Jefrie Nandy Satria - detikNews
Rabu, 05 Feb 2020 18:33 WIB
Wapres Maruf Amin
Ma'ruf Amin (Jefrie Nandy Satria/detikcom)
Jakarta -

Anggota Fraksi PKS DPR RI, Rafli, sempat mengusulkan agar ganja menjadi komoditas ekspor. Wakil Presiden (Wapres) Ma'ruf Amin menegaskan pemerintah tidak mungkin mengekspor ganja.

"Saya kira itu sudah ada larangan, tidak mungkin pemerintah melakukan itu," kata Ma'ruf di kantor Wakil Presiden, Jalan Veteran III, Gambir, Jakarta Pusat, Rabu (5/2/2020).

Ma'ruf menyebut soal ganja ini telah ada larangan ekspornya. Dia menyatakan Rafli pun telah ditegur oleh partainya karena mengusulkan hal tersebut.

"Itu kan oleh pimpinan Fraksi PKS pun sudah ditegur itu. Jadi saya kira tidak mungkinlah hal-hal seperti itu negeri kita larang untuk diekspor untuk orang lain," sambungnya.

Rafli, dalam rapat bersama Menteri Perdagangan Agus Suparmanto yang membahas perjanjian dagang ASEAN dengan Jepang, mengusulkan agar pemerintah mengekspor ganja. Ganja, menurutnya, bisa digunakan sebagai obat. Terlebih, kata dia, ganja bisa tumbuh mudah di Aceh.

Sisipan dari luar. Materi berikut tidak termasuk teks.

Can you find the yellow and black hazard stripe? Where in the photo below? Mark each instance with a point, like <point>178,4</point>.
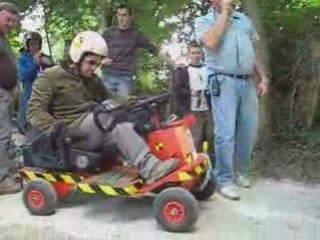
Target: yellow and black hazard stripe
<point>197,171</point>
<point>108,190</point>
<point>51,177</point>
<point>159,146</point>
<point>83,187</point>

"Misalnya, ganja ini. Entah untuk kebutuhan farmasi atau apa saja, jangan kaku lah, kita harus dinamis. Ganja ini tumbuhnya mudah di Aceh. Saya rasa ini ganja harus jadi komoditas ekspor bagus," kata Rafli, yang berasal dari dapil Aceh I, Kamis (30/1). Belakangan, lewat keterangan Ketua Fraksi PKS DPR, Rafli menarik usulannya soal ganja itu.